Well, the words were hardly out of my mouth when his two comrades wheeled round and fired their pistols at us. I heard Despienne give a terrible cry, and at the same instant both Tremeau and I let drive at the same man. He fell forward with his hands swinging on each side of his horse's neck. His comrade spurred on to Tremeau, sabre in hand, and I heard the crash which comes when a strong cut is met by a stronger parry. For my own part I never turned my head, but I touched Violette with the spur for the first time and flew after the leader. That he should leave his comrades and fly was proof enough that I should leave mine and follow.

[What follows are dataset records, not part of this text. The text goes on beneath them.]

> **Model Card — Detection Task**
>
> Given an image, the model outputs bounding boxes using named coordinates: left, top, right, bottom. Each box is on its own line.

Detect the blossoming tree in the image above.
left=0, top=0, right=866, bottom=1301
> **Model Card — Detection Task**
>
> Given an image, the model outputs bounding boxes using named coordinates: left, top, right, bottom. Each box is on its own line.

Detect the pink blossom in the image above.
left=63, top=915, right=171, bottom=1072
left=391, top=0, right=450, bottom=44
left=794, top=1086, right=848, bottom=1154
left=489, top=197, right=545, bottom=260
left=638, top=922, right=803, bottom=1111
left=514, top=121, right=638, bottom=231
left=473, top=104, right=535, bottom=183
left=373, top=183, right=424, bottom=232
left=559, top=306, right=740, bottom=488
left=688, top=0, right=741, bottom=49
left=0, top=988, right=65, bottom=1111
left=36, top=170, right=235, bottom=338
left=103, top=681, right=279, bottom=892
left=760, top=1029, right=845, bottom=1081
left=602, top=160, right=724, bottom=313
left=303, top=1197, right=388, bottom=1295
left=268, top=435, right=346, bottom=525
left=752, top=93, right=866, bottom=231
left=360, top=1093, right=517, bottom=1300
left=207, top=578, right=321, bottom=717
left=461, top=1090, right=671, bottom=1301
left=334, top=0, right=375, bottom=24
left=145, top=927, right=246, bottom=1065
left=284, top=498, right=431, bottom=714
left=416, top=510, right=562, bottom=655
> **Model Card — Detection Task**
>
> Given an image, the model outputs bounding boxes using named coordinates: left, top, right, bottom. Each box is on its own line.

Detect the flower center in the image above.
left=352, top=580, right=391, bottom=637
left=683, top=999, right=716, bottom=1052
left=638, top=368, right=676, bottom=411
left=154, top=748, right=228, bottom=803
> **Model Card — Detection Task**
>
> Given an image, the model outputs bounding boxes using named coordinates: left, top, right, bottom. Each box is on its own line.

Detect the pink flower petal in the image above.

He had gained a couple of hundred paces, but the good little mare set that right before we could have passed two milestones. It was in vain that he spurred and thrashed like a gunner driver on a soft road. His hat flew off with his exertions, and his bald head gleamed in the moonshine. But do what he might, he still heard the rattle of the hoofs growing louder and louder behind him. I could not have been twenty yards from him, and the shadow head was touching the shadow haunch, when he turned with a curse in his saddle and emptied both his pistols, one after the other, into Violette.
I have been wounded myself so often that I have to stop and think before I can tell you the exact number of times. I have been hit by musket balls, by pistol bullets, and by bursting shells, besides being pierced by bayonet, lance, sabre, and finally by a brad-awl, which was the most painful of any. Yet out of all these injuries I have never known the same deadly sickness as came over me when I felt the poor, silent, patient creature, which I had come to love more than anything in the world except my mother and the Emperor, reel and stagger beneath me. I pulled my second pistol from my holster and fired point-blank between the fellow's broad shoulders. He slashed his horse across the flank with his whip, and for a moment I thought that I had missed him. But then on the green of his chasseur jacket I saw an ever-widening black smudge, and he began to sway in his saddle, very slightly at first, but more and more with every bound, until at last over he went, with his foot caught in the stirrup, and his shoulders thud-thud-thudding along the road, until the drag was too much for the tired horse, and I closed my hand upon the foam-spattered bridle-chain. As I pulled him up it eased the stirrup leather, and the spurred heel clinked loudly as it fell.
'Your papers!' I cried, springing from my saddle. 'This instant!'
But even as I said, it, the huddle of the green body and the fantastic sprawl of the limbs in the moonlight told me clearly enough that it was all over with him. My bullet had passed through his heart, and it was only his own iron will which had held him so long in the saddle. He had lived hard, this Montluc, and I will do him justice to say that he died hard also.
But it was the papers—always the papers—of which I thought. I opened his tunic and I felt in his shirt. Then I searched his holsters and his sabre-tasche. Finally I dragged off his boots, and undid his horse's girth so as to hunt under the saddle. There was not a nook or crevice which I did not ransack. It was useless. They were not upon him.